The family is (by definition) summable if and only if the net $(s_F)_{F\in \mathscr{F}}$ converges (to $\lambda$, say).
Let the family be summable. Every bijection $\sigma \colon \mathbb{N}\to \mathbb{N}$ induces a map $\sigma^\ast \colon \mathbb{N}\to \mathscr{F}$ via $\sigma^\ast(n) = \{ \sigma(k) : 0 \leqslant k \leqslant n\}$, and $\{\sigma^\ast(n) : n \in \mathbb{N}\}$ is cofinal in $\mathscr{F}$, so $s^\sigma \colon n \mapsto s_{\sigma^\ast(n)}$ is a subnet of $(s_F)_{F\in \mathscr{F}}$ and hence also converges to $\lambda$. That is the unconditional convergence of $\sum\limits_{n=0}^\infty x_n$.
For the converse, we argue indirectly. Suppose the family is not summable. We have to show that it isn't unconditionally convergent.

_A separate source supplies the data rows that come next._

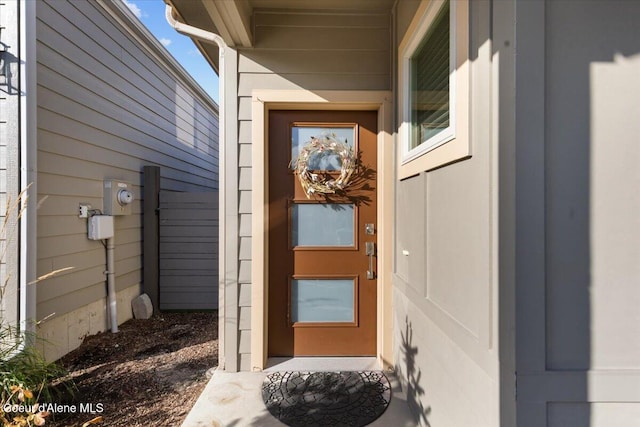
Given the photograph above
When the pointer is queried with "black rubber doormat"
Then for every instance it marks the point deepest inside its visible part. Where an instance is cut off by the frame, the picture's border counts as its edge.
(305, 399)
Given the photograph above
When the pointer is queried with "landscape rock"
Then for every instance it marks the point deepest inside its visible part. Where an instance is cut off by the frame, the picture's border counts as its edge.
(142, 307)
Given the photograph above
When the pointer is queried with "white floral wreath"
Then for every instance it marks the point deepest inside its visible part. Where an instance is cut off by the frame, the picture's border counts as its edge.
(314, 183)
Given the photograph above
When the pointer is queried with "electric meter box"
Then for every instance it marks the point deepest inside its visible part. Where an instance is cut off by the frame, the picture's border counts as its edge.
(100, 227)
(118, 197)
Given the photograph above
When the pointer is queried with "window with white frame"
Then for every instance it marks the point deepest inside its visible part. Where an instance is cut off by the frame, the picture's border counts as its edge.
(433, 70)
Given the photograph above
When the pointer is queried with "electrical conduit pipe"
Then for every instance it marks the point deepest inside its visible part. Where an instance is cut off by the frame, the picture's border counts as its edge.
(111, 284)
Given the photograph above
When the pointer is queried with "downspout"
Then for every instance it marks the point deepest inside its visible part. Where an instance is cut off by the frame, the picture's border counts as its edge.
(28, 167)
(200, 34)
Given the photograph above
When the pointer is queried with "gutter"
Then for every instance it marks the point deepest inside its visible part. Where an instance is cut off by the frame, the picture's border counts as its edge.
(28, 169)
(208, 36)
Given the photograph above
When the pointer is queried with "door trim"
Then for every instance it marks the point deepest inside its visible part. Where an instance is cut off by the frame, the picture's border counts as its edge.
(264, 101)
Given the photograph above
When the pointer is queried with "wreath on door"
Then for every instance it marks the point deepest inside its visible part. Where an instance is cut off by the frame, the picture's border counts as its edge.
(315, 182)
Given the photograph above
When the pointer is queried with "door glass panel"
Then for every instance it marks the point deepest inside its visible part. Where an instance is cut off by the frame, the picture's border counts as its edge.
(326, 224)
(302, 135)
(322, 300)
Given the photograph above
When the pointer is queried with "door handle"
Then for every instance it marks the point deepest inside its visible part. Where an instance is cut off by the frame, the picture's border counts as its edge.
(370, 251)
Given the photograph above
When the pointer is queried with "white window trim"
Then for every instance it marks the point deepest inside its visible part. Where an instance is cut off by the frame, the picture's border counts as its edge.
(453, 143)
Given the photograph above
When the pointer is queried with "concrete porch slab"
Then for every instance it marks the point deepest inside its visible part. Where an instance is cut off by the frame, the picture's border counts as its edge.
(235, 400)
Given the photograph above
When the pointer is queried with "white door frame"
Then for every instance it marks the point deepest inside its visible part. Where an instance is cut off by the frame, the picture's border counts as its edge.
(262, 102)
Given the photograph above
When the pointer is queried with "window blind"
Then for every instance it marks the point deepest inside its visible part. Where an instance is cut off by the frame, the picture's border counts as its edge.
(430, 81)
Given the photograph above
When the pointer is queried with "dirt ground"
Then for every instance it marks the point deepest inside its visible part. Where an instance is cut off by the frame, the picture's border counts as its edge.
(150, 373)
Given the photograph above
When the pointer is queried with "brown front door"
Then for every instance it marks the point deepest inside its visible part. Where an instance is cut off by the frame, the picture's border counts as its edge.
(322, 282)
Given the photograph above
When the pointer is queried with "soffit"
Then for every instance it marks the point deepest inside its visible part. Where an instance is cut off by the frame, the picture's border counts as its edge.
(231, 19)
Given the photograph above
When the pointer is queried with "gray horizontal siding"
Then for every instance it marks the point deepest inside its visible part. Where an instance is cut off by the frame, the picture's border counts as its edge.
(9, 157)
(188, 250)
(109, 103)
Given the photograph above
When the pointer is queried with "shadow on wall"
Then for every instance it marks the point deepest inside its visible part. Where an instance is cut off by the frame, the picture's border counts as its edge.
(413, 375)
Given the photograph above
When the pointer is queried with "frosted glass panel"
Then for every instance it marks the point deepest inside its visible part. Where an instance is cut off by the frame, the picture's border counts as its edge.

Consider the sequence of partial sums
$$s_n = \sum_{k=0}^n x_k.$$
If that sequence doesn't converge, we're done, otherwise let $\mu$ be its limit. That the family isn't summable to $\mu$ means that there is an $\varepsilon > 0$, such that for every $F_1 \in \mathscr{F}$, there is a $c(F_1)\in \mathscr{F}$ with $F_1 \subset c(F_1)$ and
$$\left\lVert\sum_{n\in c(F_1)} x_n - \mu \right\rVert \geqslant \varepsilon.$$
We can now construct a bijection $\sigma \colon \mathbb{N}\to\mathbb{N}$ such that
$$s^\sigma_n = \sum_{k=0}^n x_{\sigma(k)}$$
does not converge to $\mu$, which shows that $\{x_n\}$ is not unconditionally convergent.
Let $n_1 = \min \{n\in \mathbb{N} : \lVert s_n - \mu\rVert \leqslant \varepsilon/2\}$. Whenever $n_k$ is defined, we let $F_k = \{0,\dotsc,n_k\}$. For $k \leqslant n_1$, let $\sigma(k) = k$. Let $m_1 = \operatorname{card} c(F_1)$, and $\sigma(n_1+1),\dotsc,\sigma(m_1)$ the elements of $c(F_1)\setminus F_1$ in ascending order. Let $r_1 = \max c(F_1)$ and $n_2 = \min \{n > r_1 : \lVert s_n-\mu\rVert \leqslant \varepsilon/2\}$, and $\sigma(m_1+1),\dotsc,\sigma(n_2)$ the elements of $F_2\setminus c(F_1)$ in ascending order.
We continue in this way, when $n_k$ and $\sigma\lvert_{F_k}$ are determined, we let $m_k = \operatorname{card} c(F_k)$, $\sigma(n_k+1),\dotsc,\sigma(m_k)$ the elements of $c(F_k)\setminus F_k$ in ascending order, $r_k = \max c(F_k)$, $n_{k+1} = \min \{ n > r_k : \lVert s_n - \mu\rVert \leqslant \varepsilon/2\}$, and $\sigma(m_k+1),\dotsc,\sigma(n_{k+1})$ the elements of $F_{k+1}\setminus c(F_k)$ in ascending order.
The construction yields $n_k < m_k \leqslant r_k < n_{k+1}$ for all $k$, and
$$\left\lVert \sum_{k=0}^{m_k} x_{\sigma(k)} - \mu\right\rVert \geqslant \varepsilon,$$
so $(s^\sigma_n)$ does not converge to $\mu$ (it does not converge at all, in fact).